Those of us learning how to read in Tibetan often face very large hurdles. The script and its letters are totally foreign. The sounds they represent are unfamiliar. The grammar is sparse.
But perhaps the biggest difficulty, so obvious that it’s easily missed, is that there is no spacing between units of meaning. While the “tsheg” separates syllables, there is nothing that separates “words”.
It is surprising to learn, too, that old western scripts also had no spacing! Until they were transcribed by Irish scribes in medieval Europe, Latin and Greek were written in a continuous style: scriptura continua. They shared this feature with another Indo-Euopean language, Sanskrit, whose influence shaped the trajectory of Tibetan writing.

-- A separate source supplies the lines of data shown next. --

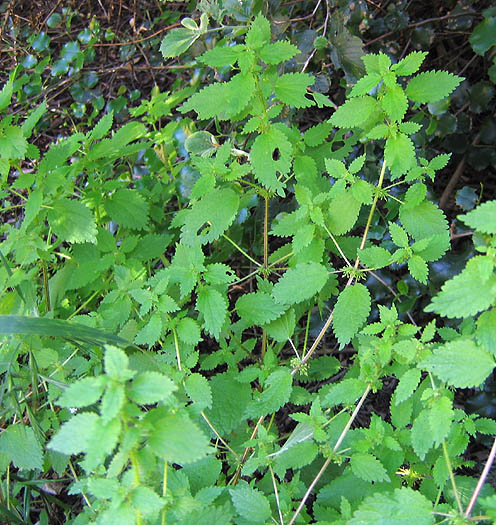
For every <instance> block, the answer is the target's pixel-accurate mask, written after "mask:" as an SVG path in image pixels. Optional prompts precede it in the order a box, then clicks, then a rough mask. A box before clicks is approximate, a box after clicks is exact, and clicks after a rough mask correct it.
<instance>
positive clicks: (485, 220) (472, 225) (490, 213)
mask: <svg viewBox="0 0 496 525" xmlns="http://www.w3.org/2000/svg"><path fill="white" fill-rule="evenodd" d="M458 219H460V220H461V221H463V222H464V223H465V224H466V225H467V226H470V228H473V229H474V230H477V231H480V232H482V233H489V234H496V200H493V201H488V202H484V203H483V204H481V205H480V206H477V208H475V210H472V211H471V212H469V213H466V214H465V215H459V216H458Z"/></svg>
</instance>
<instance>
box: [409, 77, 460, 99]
mask: <svg viewBox="0 0 496 525" xmlns="http://www.w3.org/2000/svg"><path fill="white" fill-rule="evenodd" d="M462 80H463V78H462V77H458V76H456V75H453V74H452V73H448V72H447V71H426V72H424V73H419V74H418V75H417V76H415V77H413V78H412V79H411V80H410V82H408V85H407V86H406V94H407V96H408V98H409V99H411V100H413V101H414V102H419V103H420V104H426V103H428V102H437V101H438V100H441V99H443V98H445V97H447V96H448V95H449V94H450V93H451V92H452V91H454V89H455V88H456V87H457V86H458V84H460V82H461V81H462Z"/></svg>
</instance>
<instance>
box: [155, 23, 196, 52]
mask: <svg viewBox="0 0 496 525" xmlns="http://www.w3.org/2000/svg"><path fill="white" fill-rule="evenodd" d="M200 34H201V33H200V32H199V31H192V30H191V29H186V28H182V27H181V28H179V29H173V30H172V31H170V32H169V33H167V35H165V37H164V38H163V40H162V43H161V44H160V52H161V53H162V55H163V57H164V58H173V57H177V56H179V55H181V54H182V53H184V52H185V51H187V50H188V49H189V48H190V46H191V45H192V44H193V43H194V42H195V41H196V40H197V39H198V38H199V37H200Z"/></svg>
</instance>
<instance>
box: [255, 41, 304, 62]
mask: <svg viewBox="0 0 496 525" xmlns="http://www.w3.org/2000/svg"><path fill="white" fill-rule="evenodd" d="M299 53H300V50H299V49H298V48H297V47H296V46H294V45H293V44H290V43H289V42H288V41H287V40H278V41H277V42H274V43H273V44H265V45H264V46H263V47H262V49H260V51H259V52H258V56H259V57H260V59H261V60H263V61H264V62H265V63H266V64H274V65H275V64H280V63H281V62H285V61H286V60H290V59H291V58H293V57H294V56H296V55H298V54H299Z"/></svg>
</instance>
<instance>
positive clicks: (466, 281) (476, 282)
mask: <svg viewBox="0 0 496 525" xmlns="http://www.w3.org/2000/svg"><path fill="white" fill-rule="evenodd" d="M488 269H489V271H488ZM474 290H477V293H474ZM495 300H496V274H493V273H492V263H490V262H489V264H488V259H487V258H486V257H485V256H476V257H473V258H472V259H470V260H469V261H468V262H467V265H466V267H465V268H464V270H462V272H461V273H460V274H458V275H456V276H455V277H453V279H450V280H449V281H447V282H445V283H444V284H443V286H442V288H441V290H440V292H439V293H438V294H437V295H436V296H435V297H434V298H433V299H432V302H431V303H430V304H429V305H427V307H426V308H425V311H426V312H435V313H437V314H440V315H444V316H446V317H469V316H471V315H475V314H477V313H479V312H482V311H483V310H486V309H487V308H489V307H490V306H491V304H493V302H494V301H495Z"/></svg>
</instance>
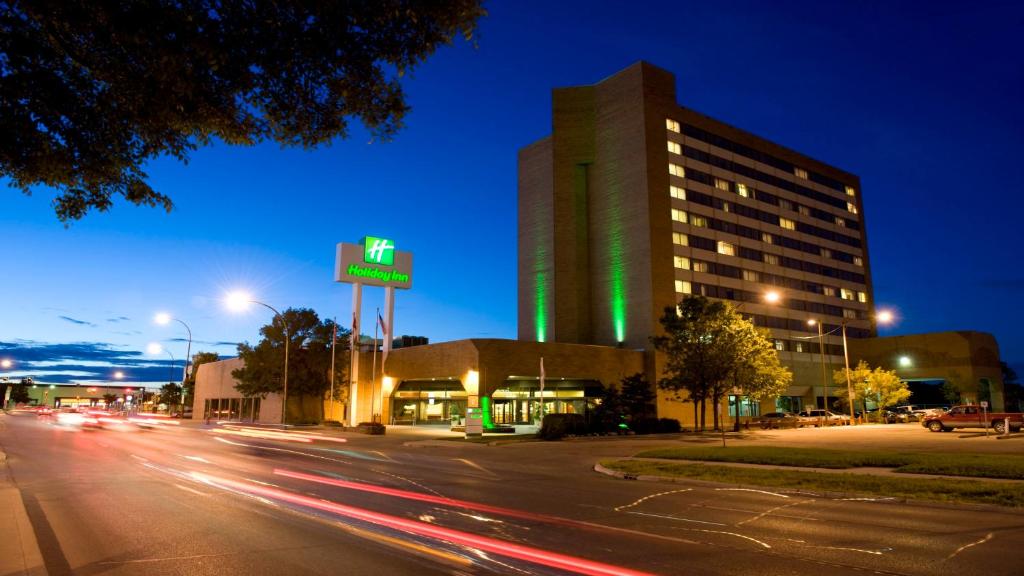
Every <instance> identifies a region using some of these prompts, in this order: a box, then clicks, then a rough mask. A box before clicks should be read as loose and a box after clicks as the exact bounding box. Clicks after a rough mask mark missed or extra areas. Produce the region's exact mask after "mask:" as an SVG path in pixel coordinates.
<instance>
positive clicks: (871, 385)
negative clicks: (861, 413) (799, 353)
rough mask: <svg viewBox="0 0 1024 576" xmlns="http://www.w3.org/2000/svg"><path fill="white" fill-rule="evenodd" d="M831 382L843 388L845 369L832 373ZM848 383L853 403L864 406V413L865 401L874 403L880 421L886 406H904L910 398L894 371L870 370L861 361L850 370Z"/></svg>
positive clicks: (878, 369)
mask: <svg viewBox="0 0 1024 576" xmlns="http://www.w3.org/2000/svg"><path fill="white" fill-rule="evenodd" d="M833 380H834V381H835V382H836V384H837V385H839V386H845V385H846V383H847V379H846V368H842V369H840V370H836V371H835V372H834V373H833ZM850 383H851V384H852V387H853V395H854V401H855V402H857V401H859V402H860V403H861V404H862V405H863V406H864V411H865V412H866V411H867V401H868V400H870V401H872V402H874V403H876V404H877V406H878V409H879V418H880V419H881V417H882V413H883V410H885V408H886V407H887V406H896V405H899V404H904V403H906V401H907V400H909V398H910V387H909V386H908V385H907V383H906V382H904V381H903V380H900V378H899V376H897V375H896V372H895V371H893V370H885V369H884V368H882V367H881V366H878V367H876V368H874V369H871V367H870V366H868V364H867V363H866V362H864V361H863V360H861V361H860V362H858V363H857V367H856V368H853V369H851V370H850ZM880 421H881V420H880Z"/></svg>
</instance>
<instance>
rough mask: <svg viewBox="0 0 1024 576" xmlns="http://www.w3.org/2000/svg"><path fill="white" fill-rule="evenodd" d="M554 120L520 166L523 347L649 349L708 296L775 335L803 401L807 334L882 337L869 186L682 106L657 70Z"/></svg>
mask: <svg viewBox="0 0 1024 576" xmlns="http://www.w3.org/2000/svg"><path fill="white" fill-rule="evenodd" d="M552 108H553V111H552V132H551V135H550V136H548V137H546V138H544V139H541V140H539V141H537V142H534V143H532V145H530V146H528V147H526V148H524V149H523V150H521V151H520V153H519V296H518V297H519V321H518V326H519V339H521V340H538V341H550V342H575V343H587V344H602V345H618V346H625V347H630V348H650V343H649V342H650V340H649V338H650V336H651V335H653V334H655V333H656V332H657V331H658V329H659V324H658V321H657V319H658V318H659V317H660V315H662V314H663V312H664V310H665V307H666V306H670V305H673V304H675V303H677V302H678V301H679V299H680V298H681V297H683V296H684V295H686V294H703V295H707V296H709V297H713V298H721V299H726V300H731V301H733V302H735V303H737V304H738V303H740V302H741V303H742V304H743V305H742V310H741V312H742V313H743V314H744V315H748V316H751V315H752V316H753V317H754V320H755V323H756V324H757V325H759V326H766V327H768V328H770V329H771V331H772V335H773V337H774V338H775V345H776V348H777V349H779V351H780V356H781V359H782V361H783V363H784V364H786V365H787V366H790V367H791V368H793V369H794V371H795V381H794V383H795V384H796V385H798V386H804V387H803V390H796V389H794V390H792V392H791V394H792V395H793V396H804V394H806V393H807V392H810V390H809V389H808V388H807V387H806V386H810V385H818V384H820V383H821V382H822V379H823V376H822V370H821V362H820V360H819V359H820V356H819V352H820V348H819V347H818V346H819V339H818V337H817V335H818V329H817V327H816V326H813V325H809V324H808V320H815V321H820V322H822V325H823V329H824V332H825V333H826V334H827V333H828V332H830V331H833V330H835V329H837V328H838V327H839V326H841V325H842V324H844V323H845V324H846V325H847V333H848V335H849V336H850V337H866V336H870V335H872V334H873V325H872V321H871V317H872V310H873V303H872V297H871V296H872V294H871V280H870V271H869V268H868V257H867V241H866V237H865V234H864V220H863V210H862V204H861V190H860V180H859V178H858V177H857V176H855V175H853V174H851V173H849V172H846V171H844V170H841V169H839V168H836V167H833V166H829V165H827V164H824V163H822V162H820V161H817V160H814V159H812V158H809V157H807V156H804V155H802V154H799V153H797V152H794V151H792V150H790V149H786V148H784V147H782V146H779V145H776V143H774V142H771V141H769V140H766V139H764V138H761V137H759V136H756V135H754V134H751V133H749V132H745V131H743V130H740V129H738V128H734V127H732V126H729V125H728V124H725V123H723V122H720V121H718V120H714V119H712V118H709V117H707V116H705V115H702V114H699V113H697V112H694V111H692V110H689V109H687V108H684V107H682V106H680V105H679V104H678V101H677V99H676V80H675V77H674V76H673V75H672V74H671V73H669V72H667V71H664V70H660V69H658V68H656V67H653V66H651V65H649V64H646V63H639V64H636V65H634V66H631V67H630V68H628V69H626V70H624V71H622V72H620V73H617V74H615V75H614V76H611V77H610V78H607V79H605V80H602V81H601V82H598V83H597V84H594V85H589V86H575V87H569V88H559V89H555V90H554V91H553V106H552ZM769 291H776V292H778V293H779V294H780V295H781V299H780V300H779V301H778V302H776V303H774V304H770V303H767V302H765V300H764V299H763V296H764V294H766V293H767V292H769ZM824 340H825V342H824V343H825V354H826V355H828V356H830V357H831V358H829V359H828V361H829V364H833V365H835V364H842V359H841V358H837V357H838V356H841V355H842V346H841V343H840V339H839V337H838V336H836V335H831V336H826V337H825V338H824ZM827 377H829V378H830V374H829V375H828V376H827ZM802 392H803V393H804V394H801V393H802ZM815 392H817V390H815ZM815 396H819V395H815ZM829 396H833V395H831V394H829Z"/></svg>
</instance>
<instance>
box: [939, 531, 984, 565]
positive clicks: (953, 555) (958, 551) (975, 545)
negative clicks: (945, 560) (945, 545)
mask: <svg viewBox="0 0 1024 576" xmlns="http://www.w3.org/2000/svg"><path fill="white" fill-rule="evenodd" d="M992 538H995V534H993V533H992V532H989V533H988V534H985V537H984V538H982V539H981V540H978V541H977V542H971V543H970V544H964V545H963V546H961V547H958V548H956V549H955V550H953V553H951V554H949V556H947V557H946V558H945V559H944V560H949V559H951V558H953V557H954V556H956V554H958V553H961V552H962V551H964V550H966V549H968V548H970V547H972V546H977V545H978V544H984V543H985V542H987V541H989V540H991V539H992Z"/></svg>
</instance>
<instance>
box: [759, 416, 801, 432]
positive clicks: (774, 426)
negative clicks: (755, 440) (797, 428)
mask: <svg viewBox="0 0 1024 576" xmlns="http://www.w3.org/2000/svg"><path fill="white" fill-rule="evenodd" d="M751 423H752V424H754V425H756V426H761V427H762V428H764V429H771V428H795V427H797V426H799V425H800V418H799V417H798V416H797V415H796V414H794V413H792V412H768V413H767V414H762V415H761V416H758V417H756V418H754V419H753V420H751Z"/></svg>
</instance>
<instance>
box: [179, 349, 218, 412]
mask: <svg viewBox="0 0 1024 576" xmlns="http://www.w3.org/2000/svg"><path fill="white" fill-rule="evenodd" d="M218 360H220V356H219V355H217V353H215V352H198V353H196V354H194V355H193V361H191V366H189V368H190V369H189V371H188V377H187V378H185V381H184V382H182V384H183V387H184V400H185V402H188V403H189V406H190V405H191V403H194V402H196V375H197V374H199V367H200V366H202V365H204V364H208V363H211V362H217V361H218Z"/></svg>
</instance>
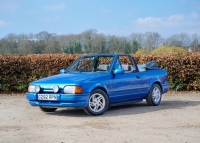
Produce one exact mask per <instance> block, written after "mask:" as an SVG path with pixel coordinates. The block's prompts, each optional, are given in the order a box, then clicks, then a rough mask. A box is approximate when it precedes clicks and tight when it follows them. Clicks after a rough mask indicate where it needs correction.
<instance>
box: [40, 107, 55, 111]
mask: <svg viewBox="0 0 200 143" xmlns="http://www.w3.org/2000/svg"><path fill="white" fill-rule="evenodd" d="M56 109H57V108H45V107H42V106H40V110H42V111H43V112H55V111H56Z"/></svg>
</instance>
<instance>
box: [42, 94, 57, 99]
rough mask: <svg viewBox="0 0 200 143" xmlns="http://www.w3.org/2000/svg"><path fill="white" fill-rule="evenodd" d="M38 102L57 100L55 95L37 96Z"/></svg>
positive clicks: (43, 95) (46, 94)
mask: <svg viewBox="0 0 200 143" xmlns="http://www.w3.org/2000/svg"><path fill="white" fill-rule="evenodd" d="M38 100H57V95H50V94H38Z"/></svg>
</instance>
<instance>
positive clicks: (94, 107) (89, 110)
mask: <svg viewBox="0 0 200 143" xmlns="http://www.w3.org/2000/svg"><path fill="white" fill-rule="evenodd" d="M108 105H109V100H108V96H107V94H106V93H105V92H104V91H102V90H100V89H95V90H94V91H92V93H91V95H90V97H89V100H88V105H87V107H86V108H84V111H85V112H86V113H87V114H90V115H101V114H103V113H104V112H105V111H106V110H107V109H108Z"/></svg>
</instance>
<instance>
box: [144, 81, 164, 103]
mask: <svg viewBox="0 0 200 143" xmlns="http://www.w3.org/2000/svg"><path fill="white" fill-rule="evenodd" d="M161 98H162V92H161V88H160V86H159V85H158V84H153V85H152V87H151V90H150V92H149V94H148V96H147V98H146V102H147V104H148V105H150V106H158V105H159V104H160V102H161Z"/></svg>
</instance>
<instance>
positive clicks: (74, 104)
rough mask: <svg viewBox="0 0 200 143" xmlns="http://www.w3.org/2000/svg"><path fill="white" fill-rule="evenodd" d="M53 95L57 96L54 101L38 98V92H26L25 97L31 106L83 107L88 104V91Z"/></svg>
mask: <svg viewBox="0 0 200 143" xmlns="http://www.w3.org/2000/svg"><path fill="white" fill-rule="evenodd" d="M55 95H56V96H57V100H56V101H49V100H48V101H46V100H38V94H37V93H30V92H27V93H26V98H27V99H28V100H29V103H30V104H31V105H32V106H45V107H74V108H84V107H87V105H88V99H89V96H90V93H85V94H55Z"/></svg>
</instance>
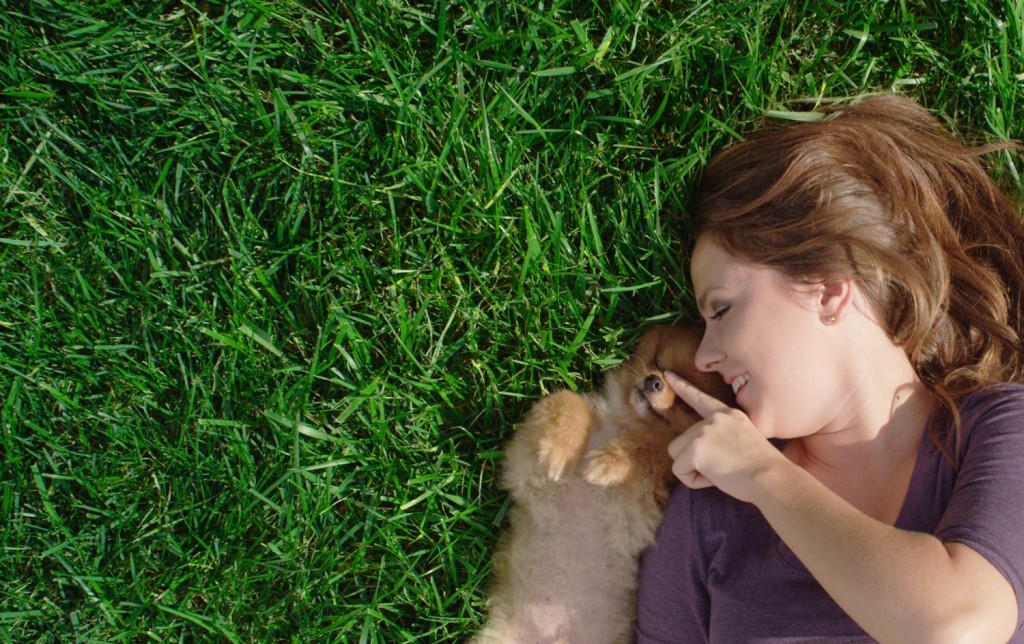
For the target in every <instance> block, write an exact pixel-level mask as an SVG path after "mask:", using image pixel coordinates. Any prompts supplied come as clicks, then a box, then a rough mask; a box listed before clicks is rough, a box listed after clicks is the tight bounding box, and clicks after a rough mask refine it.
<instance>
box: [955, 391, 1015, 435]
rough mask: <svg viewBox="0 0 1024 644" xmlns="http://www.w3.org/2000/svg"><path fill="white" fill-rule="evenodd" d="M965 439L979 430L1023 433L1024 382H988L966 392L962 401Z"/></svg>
mask: <svg viewBox="0 0 1024 644" xmlns="http://www.w3.org/2000/svg"><path fill="white" fill-rule="evenodd" d="M959 415H961V423H962V428H963V432H964V435H963V439H964V441H965V442H967V441H968V440H970V437H971V436H973V435H974V434H975V433H976V431H982V432H983V433H985V434H986V435H987V434H989V433H990V432H993V431H994V432H1008V433H1013V434H1017V435H1020V436H1022V437H1024V432H1021V431H1020V430H1019V428H1020V427H1021V426H1022V422H1024V384H1022V383H1016V382H1008V383H998V384H995V385H989V386H987V387H984V388H982V389H979V390H977V391H975V392H972V393H971V394H969V395H967V396H966V397H965V398H964V399H963V400H962V401H961V403H959Z"/></svg>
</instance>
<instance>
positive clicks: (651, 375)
mask: <svg viewBox="0 0 1024 644" xmlns="http://www.w3.org/2000/svg"><path fill="white" fill-rule="evenodd" d="M662 389H665V383H664V382H662V379H660V378H658V377H657V376H654V375H651V376H647V378H645V379H644V381H643V390H644V391H647V392H653V393H657V392H659V391H662Z"/></svg>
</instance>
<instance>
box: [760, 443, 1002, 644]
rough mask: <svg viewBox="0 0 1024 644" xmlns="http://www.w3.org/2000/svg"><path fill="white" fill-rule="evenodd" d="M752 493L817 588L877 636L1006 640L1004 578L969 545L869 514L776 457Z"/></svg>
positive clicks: (887, 639) (824, 486) (883, 639)
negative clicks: (814, 577)
mask: <svg viewBox="0 0 1024 644" xmlns="http://www.w3.org/2000/svg"><path fill="white" fill-rule="evenodd" d="M753 491H754V493H755V498H754V499H753V500H752V502H753V503H754V504H755V505H756V506H757V507H758V508H759V509H760V510H761V512H762V513H763V514H764V516H765V518H766V519H767V520H768V522H769V523H770V524H771V526H772V528H773V529H774V530H775V531H776V532H777V533H778V535H779V538H780V539H781V540H782V541H783V542H785V544H786V546H788V547H790V549H791V550H793V552H794V553H795V554H796V555H797V556H798V557H799V558H800V560H801V561H802V562H803V563H804V565H805V566H806V567H807V569H808V570H809V571H810V572H811V574H813V575H814V577H815V578H816V579H817V581H818V583H819V584H820V585H821V587H822V588H824V590H825V591H826V592H827V593H828V594H829V595H830V596H831V597H833V599H835V600H836V602H837V603H838V604H839V605H840V606H841V607H842V608H843V610H845V611H846V612H847V614H849V615H850V616H851V617H852V618H853V619H854V620H855V621H857V624H858V625H860V627H861V628H862V629H864V631H866V632H867V633H868V634H869V635H870V636H871V637H873V638H874V639H877V640H879V641H880V642H916V641H920V642H1006V641H1007V640H1009V639H1010V637H1011V636H1012V635H1013V633H1014V630H1015V628H1016V625H1017V600H1016V597H1015V595H1014V591H1013V588H1012V587H1011V586H1010V583H1009V582H1007V579H1006V578H1005V577H1004V576H1002V574H1001V573H999V571H998V570H996V569H995V567H994V566H993V565H992V564H991V563H989V562H988V560H986V559H985V558H984V557H982V556H981V555H979V554H978V553H977V552H975V551H974V550H972V549H971V548H969V547H967V546H963V545H959V544H943V543H942V542H940V541H939V540H938V539H937V538H935V536H933V535H931V534H926V533H923V532H910V531H906V530H901V529H898V528H895V527H893V526H891V525H887V524H885V523H882V522H881V521H877V520H874V519H872V518H870V517H868V516H867V515H865V514H863V513H862V512H860V511H859V510H857V509H856V508H854V507H853V506H851V505H850V504H848V503H847V502H846V501H844V500H843V499H842V498H840V497H838V496H837V495H835V493H833V492H831V491H830V490H829V489H828V488H826V487H825V486H824V485H823V484H821V483H820V482H819V481H818V480H817V479H815V478H814V477H813V476H812V475H811V474H809V473H808V472H806V471H805V470H803V469H802V468H800V467H799V466H797V465H794V464H793V463H791V462H788V461H787V460H785V459H782V460H781V461H780V462H779V463H778V464H777V467H772V468H768V469H767V470H765V471H764V474H763V475H762V476H761V477H760V480H759V481H758V482H757V483H756V484H755V486H754V490H753Z"/></svg>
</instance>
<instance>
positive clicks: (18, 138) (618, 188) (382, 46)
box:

What’s important to realize about these early writing traditions is that they were heavily centered around the roots of writing: their oral traditions. (This topic of the Tibetan oral tradition is one we covered in a previous post here on Esukhia’s blog). As such, it was unimportant that texts had to be read aloud to be understood. They were being read aloud anyway.
Texts were read aloud. They were memorized. They were active participants in living, oral traditions. Reading was an expert’s work, an elite skill. The average person did not read, and had no reason to know how.
Writing changed after spaces were introduced. The work of deciding where one word ended and another began was no longer the work of the reader. That work had been done by the writer.
This allowed for reading as we know it. Because readers could easily see each word, they were able to automatically recognize each word. Instead of reading syllable by syllable, readers could read word by word. They could see much more information. Reading became fast and easy. Almost anybody could learn how to do it.
And now it seems like second nature to us to sit silently with a book. We very neatly divide “reading” and “writing”, things we often do alone, as totally separate activities from “listening” and “speaking”, things we do with others. This is one way to see reading. But it is not the only way.
So as students of the Tibetan language, we have to realize we are not just learning literature in a foreign language. We must learn how to approach literature itself in a new (from our point of view) way. We must realize the importance of written language’s connection to its oral roots.
And I’ll finish with a quote from Tournadre to bolster this point:
“It should be emphasized that prosody and accentuation are extremely important for reading Literary Tibetan, whether verse or prose. Even from a grammatical point of view it is essential to make the right pauses and these follow some prosodic rules. If those rules are not applied, the text becomes incomprehensible” (p. 479 of the Manual of Standard Tibetan).
Please see: “Space Between Words: The Origins of Silent Reading,” by Paul Saenge, for more details on the invention of spacing and its effects on the traditions of reading and writing.